Migraine drug rejected for NHS use
Erenumab was approved for use in Europe last year as the first treatment specifically designed to prevent migraine.
A migraine drug that some patients describe as “life changing” has been rejected for use on the NHS.
The National Institute for Health and Care Excellence (Nice) first rejected Erenumab in draft guidance in January, but has now confirmed its decision in a final document.
Erenumab, also known by the name Aimovig, was approved for use in Europe last year as the first treatment specifically designed to prevent migraine.
The monoclonal antibody works by blocking the calcitonin gene-related peptide receptor (CGRP-R), which is thought to play a critical role in migraine.
But Nice has said there is insufficient evidence that the drug works better than Botox, which is available on the NHS, and said it had concerns about the type of patients in clinical trials run by Novartis.
Nice looked at Erenumab for preventing chronic and episodic migraine in adults who have four migraines a month or more.
Current medications for preventing migraine include beta-blockers,
antidepressants and epilepsy drugs.
If chronic migraine does not respond to at least three preventive drug treatments, Botox is usually offered.
Nice said it was concerned that clinical trials of Erenumab excluded people for whom all previous treatments had no therapeutic benefit.
It said “this group were likely to represent the people most in need of treatment and were therefore the most clinically important subgroup”.
Nice also said it was unclear whether Erenumab works in the long-term and there was no direct evidence from Novartis comparing Erenumab with Botox.
Nice concluded there was “a high degree of uncertainty as to whether Erenumab is more clinically effective” than Botox.

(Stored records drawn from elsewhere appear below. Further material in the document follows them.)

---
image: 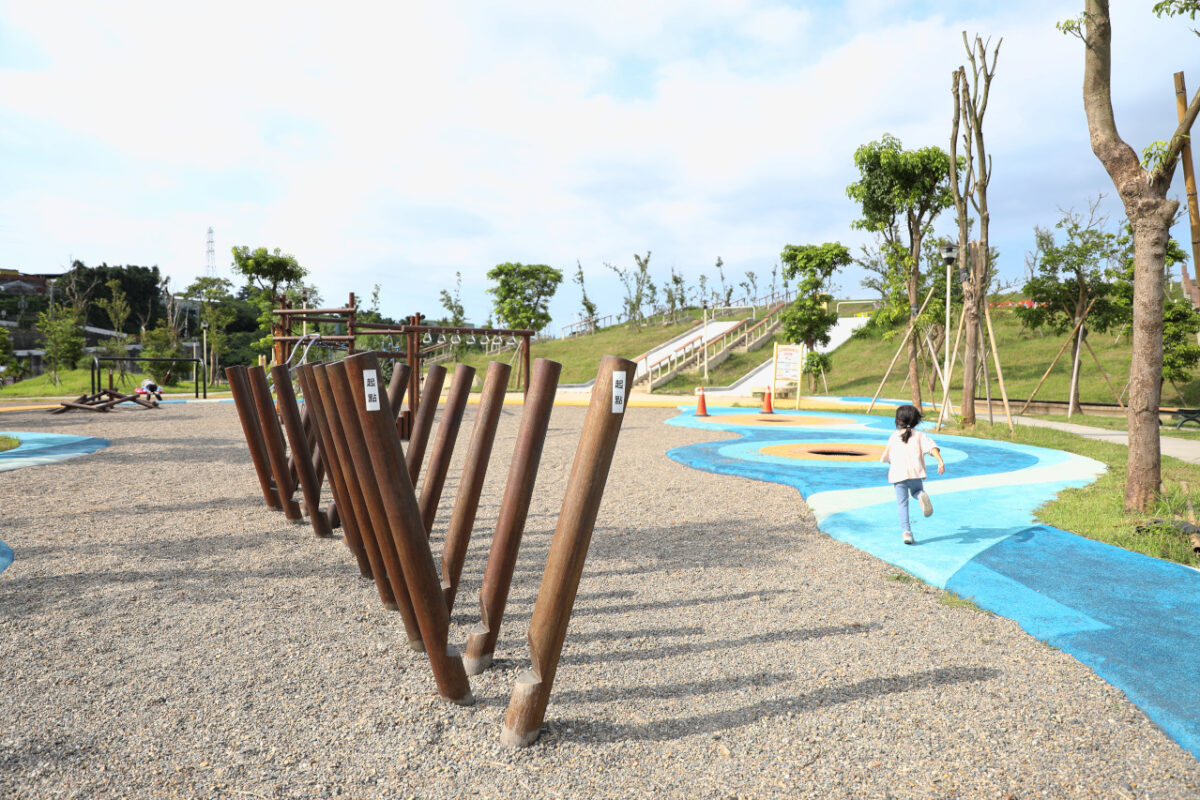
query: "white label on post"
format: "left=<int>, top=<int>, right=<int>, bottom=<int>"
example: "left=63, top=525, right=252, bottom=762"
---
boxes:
left=612, top=369, right=626, bottom=414
left=362, top=369, right=379, bottom=411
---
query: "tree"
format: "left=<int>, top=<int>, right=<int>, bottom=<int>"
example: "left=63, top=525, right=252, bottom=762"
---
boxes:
left=946, top=31, right=1004, bottom=426
left=571, top=259, right=596, bottom=331
left=780, top=242, right=854, bottom=387
left=487, top=264, right=563, bottom=331
left=1058, top=0, right=1200, bottom=511
left=1017, top=205, right=1122, bottom=413
left=0, top=327, right=17, bottom=385
left=36, top=305, right=84, bottom=385
left=185, top=276, right=238, bottom=385
left=846, top=133, right=950, bottom=408
left=233, top=245, right=308, bottom=351
left=605, top=251, right=655, bottom=329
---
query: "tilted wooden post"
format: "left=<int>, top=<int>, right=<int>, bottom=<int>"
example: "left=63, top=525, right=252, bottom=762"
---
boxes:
left=325, top=361, right=424, bottom=650
left=463, top=359, right=563, bottom=675
left=271, top=366, right=334, bottom=537
left=246, top=367, right=304, bottom=522
left=296, top=365, right=372, bottom=578
left=419, top=363, right=475, bottom=536
left=310, top=363, right=400, bottom=610
left=442, top=361, right=512, bottom=612
left=406, top=363, right=446, bottom=486
left=342, top=353, right=475, bottom=705
left=500, top=355, right=637, bottom=747
left=226, top=367, right=283, bottom=510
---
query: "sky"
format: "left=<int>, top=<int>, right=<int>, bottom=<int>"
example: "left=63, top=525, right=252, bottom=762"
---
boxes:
left=0, top=0, right=1200, bottom=335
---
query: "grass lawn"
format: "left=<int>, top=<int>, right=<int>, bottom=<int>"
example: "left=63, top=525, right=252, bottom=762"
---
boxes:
left=946, top=417, right=1200, bottom=566
left=442, top=311, right=700, bottom=389
left=0, top=369, right=192, bottom=399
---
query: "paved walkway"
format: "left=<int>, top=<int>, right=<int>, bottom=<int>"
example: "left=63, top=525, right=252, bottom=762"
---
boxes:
left=667, top=405, right=1200, bottom=757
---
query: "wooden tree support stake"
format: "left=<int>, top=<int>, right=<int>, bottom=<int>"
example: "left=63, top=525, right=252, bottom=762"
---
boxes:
left=226, top=367, right=283, bottom=510
left=500, top=356, right=637, bottom=747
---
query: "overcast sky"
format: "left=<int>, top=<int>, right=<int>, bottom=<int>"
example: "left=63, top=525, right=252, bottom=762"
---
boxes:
left=0, top=0, right=1200, bottom=332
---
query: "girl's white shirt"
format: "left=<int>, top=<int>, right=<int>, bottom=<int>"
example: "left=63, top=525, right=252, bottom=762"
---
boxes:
left=880, top=431, right=937, bottom=483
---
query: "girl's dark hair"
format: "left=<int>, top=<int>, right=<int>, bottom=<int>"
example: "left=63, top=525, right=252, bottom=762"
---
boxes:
left=896, top=405, right=920, bottom=444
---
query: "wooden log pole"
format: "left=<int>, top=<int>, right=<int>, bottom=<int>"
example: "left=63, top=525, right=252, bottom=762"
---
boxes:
left=271, top=366, right=334, bottom=539
left=463, top=359, right=566, bottom=675
left=246, top=367, right=304, bottom=522
left=312, top=365, right=400, bottom=610
left=442, top=361, right=512, bottom=612
left=463, top=359, right=566, bottom=675
left=341, top=353, right=475, bottom=705
left=296, top=365, right=372, bottom=578
left=325, top=361, right=425, bottom=650
left=419, top=363, right=475, bottom=536
left=226, top=367, right=283, bottom=509
left=406, top=363, right=446, bottom=486
left=500, top=355, right=637, bottom=747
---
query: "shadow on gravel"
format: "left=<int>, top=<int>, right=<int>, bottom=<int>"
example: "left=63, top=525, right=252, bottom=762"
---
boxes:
left=547, top=667, right=1002, bottom=744
left=563, top=622, right=882, bottom=664
left=554, top=672, right=796, bottom=705
left=0, top=563, right=358, bottom=615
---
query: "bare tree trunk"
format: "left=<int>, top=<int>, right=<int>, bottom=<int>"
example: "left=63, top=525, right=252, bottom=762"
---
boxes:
left=1124, top=221, right=1169, bottom=511
left=1080, top=0, right=1200, bottom=511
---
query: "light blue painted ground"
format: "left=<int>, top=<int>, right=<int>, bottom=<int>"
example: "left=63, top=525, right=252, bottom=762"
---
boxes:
left=0, top=431, right=109, bottom=572
left=667, top=407, right=1200, bottom=757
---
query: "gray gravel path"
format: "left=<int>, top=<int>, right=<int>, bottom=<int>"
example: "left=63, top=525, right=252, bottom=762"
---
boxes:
left=0, top=403, right=1200, bottom=800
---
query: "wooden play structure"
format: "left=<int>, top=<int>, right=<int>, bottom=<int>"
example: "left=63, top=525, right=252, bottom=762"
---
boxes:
left=271, top=293, right=534, bottom=439
left=226, top=347, right=636, bottom=746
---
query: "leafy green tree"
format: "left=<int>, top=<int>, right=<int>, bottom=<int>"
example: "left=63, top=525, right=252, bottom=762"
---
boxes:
left=36, top=305, right=84, bottom=385
left=846, top=133, right=953, bottom=408
left=233, top=245, right=308, bottom=353
left=780, top=242, right=854, bottom=387
left=1163, top=297, right=1200, bottom=403
left=1015, top=200, right=1123, bottom=414
left=184, top=276, right=238, bottom=385
left=487, top=263, right=563, bottom=331
left=142, top=320, right=187, bottom=386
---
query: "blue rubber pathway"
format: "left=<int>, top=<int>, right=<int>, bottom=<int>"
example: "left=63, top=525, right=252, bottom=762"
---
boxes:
left=0, top=431, right=109, bottom=572
left=667, top=405, right=1200, bottom=758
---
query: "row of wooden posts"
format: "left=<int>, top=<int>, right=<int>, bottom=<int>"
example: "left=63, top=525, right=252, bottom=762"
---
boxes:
left=226, top=353, right=636, bottom=746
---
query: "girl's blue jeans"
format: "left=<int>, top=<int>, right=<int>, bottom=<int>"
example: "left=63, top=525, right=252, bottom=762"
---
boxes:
left=892, top=477, right=925, bottom=530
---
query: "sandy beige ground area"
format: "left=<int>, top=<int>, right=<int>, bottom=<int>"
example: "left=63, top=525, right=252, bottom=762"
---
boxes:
left=0, top=403, right=1200, bottom=800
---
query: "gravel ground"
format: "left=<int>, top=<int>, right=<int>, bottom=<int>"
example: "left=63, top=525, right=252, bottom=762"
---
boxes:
left=0, top=403, right=1200, bottom=800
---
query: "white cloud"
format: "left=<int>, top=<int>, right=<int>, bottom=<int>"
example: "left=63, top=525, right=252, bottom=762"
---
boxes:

This decision is particularly disappointing given Nice has recognised the clinical effectiveness and tolerability of Aimovig in chronic migraine, and there remains an unmet need for effective and well-tolerated preventive migraine treatments in the UK Haseeb Ahmad, Novartis UK managing director
Haseeb Ahmad, UK managing director of Novartis, said the firm was “very disappointed” by the move.
He added: “This decision is particularly disappointing given Nice has recognised the clinical effectiveness and tolerability of Aimovig in chronic migraine, and there remains an unmet need for effective and well-tolerated preventive migraine treatments in the UK.”
He said unlike Botox, the drug can be injected at home and does not require repeated clinic visits or multiple injections into the head and neck.
“Furthermore, treatment with Botox may not be appropriate for everyone that lives with the devastating impact of chronic migraine,” he said.
“Novartis has a track record of going above and beyond when it comes to working with reimbursement agencies, and we understand the need for companies to be flexible in order to make new medicines readily available.
“As such, we have been working closely with Nice to come to an agreement on an access scheme for Aimovig.
“Despite further improving our commercial proposition, within the parameters of the Nice appraisal process, the committee felt there to be remaining uncertainty in the evidence and were therefore unable to give a positive final appraisal determination recommendation.
“We believe in the benefits that Aimovig offers, and we appreciate how disappointing this news will be for those who have waited many years for a targeted preventive treatment to be made widely available .”
Gus Baldwin, chief executive of The Migraine Trust, said: “This still feels like a very bad day for chronic migraine patients.”